82 Daha dün onun yerinde olmayı isteyenler bu defa, “Yazıklar olsun bize! Demek ki Allah rızkı kullarından dilediğine bol, dilediğine de ölçülü veriyormuş. Allah bize lütufta bulunmuş olmasaydı, bizi de mutlaka yerin dibine geçirmişti. Vah ki vah! Demek inkârcılar iflâh olmazmış!” der oldular.
83 İşte âhiret yurdu! Onu yeryüzünde haksız üstünlük kurmak ve bozgunculuk çıkarmak istemeyenler için hazırlamış bulunuyoruz. İyi son, Allah’a karşı gelmekten sakınanların olacaktır.
84 Kim bir iyilikle gelirse ona bundan daha hayırlı karşılık vardır; kim de bir kötülükle gelirse o kötülükleri işleyenler yalnızca yaptıklarının karşılığını görürler.

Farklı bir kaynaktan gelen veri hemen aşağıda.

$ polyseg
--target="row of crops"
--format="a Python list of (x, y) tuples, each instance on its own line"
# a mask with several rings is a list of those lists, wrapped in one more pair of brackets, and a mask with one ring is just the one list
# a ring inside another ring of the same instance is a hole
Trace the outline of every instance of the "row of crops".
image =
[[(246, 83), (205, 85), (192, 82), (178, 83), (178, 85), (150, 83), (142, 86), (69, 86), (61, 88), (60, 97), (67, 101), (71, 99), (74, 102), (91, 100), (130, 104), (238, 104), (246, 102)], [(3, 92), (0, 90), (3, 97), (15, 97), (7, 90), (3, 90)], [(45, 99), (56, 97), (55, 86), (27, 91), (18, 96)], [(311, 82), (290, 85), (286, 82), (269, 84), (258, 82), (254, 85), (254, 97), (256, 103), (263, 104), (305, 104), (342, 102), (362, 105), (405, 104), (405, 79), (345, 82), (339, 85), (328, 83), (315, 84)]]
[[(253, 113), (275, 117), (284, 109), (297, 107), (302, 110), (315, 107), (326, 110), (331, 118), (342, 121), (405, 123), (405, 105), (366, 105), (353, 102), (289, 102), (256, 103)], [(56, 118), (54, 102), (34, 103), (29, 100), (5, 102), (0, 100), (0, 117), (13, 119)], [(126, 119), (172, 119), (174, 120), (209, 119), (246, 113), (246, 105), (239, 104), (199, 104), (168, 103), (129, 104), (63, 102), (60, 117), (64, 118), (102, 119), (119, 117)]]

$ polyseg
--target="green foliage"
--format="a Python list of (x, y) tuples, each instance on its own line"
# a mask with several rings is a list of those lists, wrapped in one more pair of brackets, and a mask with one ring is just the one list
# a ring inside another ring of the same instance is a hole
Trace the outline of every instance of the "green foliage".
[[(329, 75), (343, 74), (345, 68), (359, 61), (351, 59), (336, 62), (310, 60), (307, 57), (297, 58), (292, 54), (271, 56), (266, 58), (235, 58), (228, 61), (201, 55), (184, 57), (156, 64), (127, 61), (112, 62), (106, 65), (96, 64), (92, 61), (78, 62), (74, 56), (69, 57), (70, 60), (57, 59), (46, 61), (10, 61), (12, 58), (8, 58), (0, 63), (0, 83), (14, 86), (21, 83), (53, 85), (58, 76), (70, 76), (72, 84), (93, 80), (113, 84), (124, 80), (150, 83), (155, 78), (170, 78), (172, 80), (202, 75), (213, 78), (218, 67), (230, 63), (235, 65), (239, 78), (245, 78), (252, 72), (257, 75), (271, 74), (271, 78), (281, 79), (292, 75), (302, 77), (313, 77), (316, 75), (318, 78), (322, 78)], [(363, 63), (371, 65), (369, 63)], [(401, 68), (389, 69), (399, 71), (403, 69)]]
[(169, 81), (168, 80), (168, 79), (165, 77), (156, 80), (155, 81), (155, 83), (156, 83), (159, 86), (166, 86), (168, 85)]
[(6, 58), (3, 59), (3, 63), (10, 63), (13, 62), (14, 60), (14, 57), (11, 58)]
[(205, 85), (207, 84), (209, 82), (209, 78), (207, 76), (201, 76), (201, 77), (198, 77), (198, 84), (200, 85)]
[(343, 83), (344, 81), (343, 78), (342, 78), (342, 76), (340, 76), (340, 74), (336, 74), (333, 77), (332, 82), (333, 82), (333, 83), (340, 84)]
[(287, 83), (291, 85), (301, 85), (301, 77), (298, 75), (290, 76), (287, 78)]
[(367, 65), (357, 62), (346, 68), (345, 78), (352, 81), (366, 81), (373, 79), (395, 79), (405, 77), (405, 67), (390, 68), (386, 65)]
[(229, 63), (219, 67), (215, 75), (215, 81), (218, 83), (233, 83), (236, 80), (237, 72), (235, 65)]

Kârûn’un tesirinde kalanların kurtuluşu ve felaketin eşiğinden dönmeleri nasihati dinlemeleri ve yapılan uyarılara kulak vermeleri sayesinde olmuştur. Yoksa onlar da aynı akıbete uğrayacak ve helak edileceklerdi. Kur’an’da karşılıklı konuşma şeklinde anlatılan olayın bu son kısmı, aslında Hz. Peygamber’in (s.a.v.) hadislerinde aynı gemide seyahat eden ve çektikleri kura sonucu geminin alt tarafında yolculuk yapmak zorunda olanların su ihtiyaçlarını karşılamak için geminin gövdesinden bir delik açmak isteyenlere engel olmamaları durumunda hep birlikte batacaklarını bildirdiği durumla aynıdır. Toplumsal sorumluluk bilincinin baştan sona vurgulandığı kıssada emr-i bi’l-marûf ve nehy-i ani’l-münker görevini yaparak sağduyuya ve aklıselime davet eden erdemlilerin bir toplumda varlığı o toplumun aşırılıklardan uzaklaşması felaketten kurtulmasına imkân tanıyan bir denge unsuru olduğu göz ardı edilmemelidir.
SONUÇ
Kasas suresi 28/76-84. ayetler bağlamında Kârûn kıssasına baktığımızda üç tür insanının anlatıldığını görürüz. Bunlardan birisi azgınlık, mağrurluk, şımarıklık, kendini beğenmişlik, nankörlük, maddeperestlik ve fesatçılık vasıflarına bürünmüş Kârûn, diğeri onun aşırılıkları karşısında Allah’a iman eden, dünya ahiret dengesini kurmayı başarmış, aklıselim ve sağduyu sahibi olan ve Kârûn’u yaptığı yanlışlardan döndürmek için çabalayan ilim ehli müminler, üçüncüsü de Kârûn’un yaptığı bütün zulüm, fitne ve fesada rağmen sahip olduğu zenginliğe ve konumuna, imrenen dünyevileşmiş cahil müminlerdir.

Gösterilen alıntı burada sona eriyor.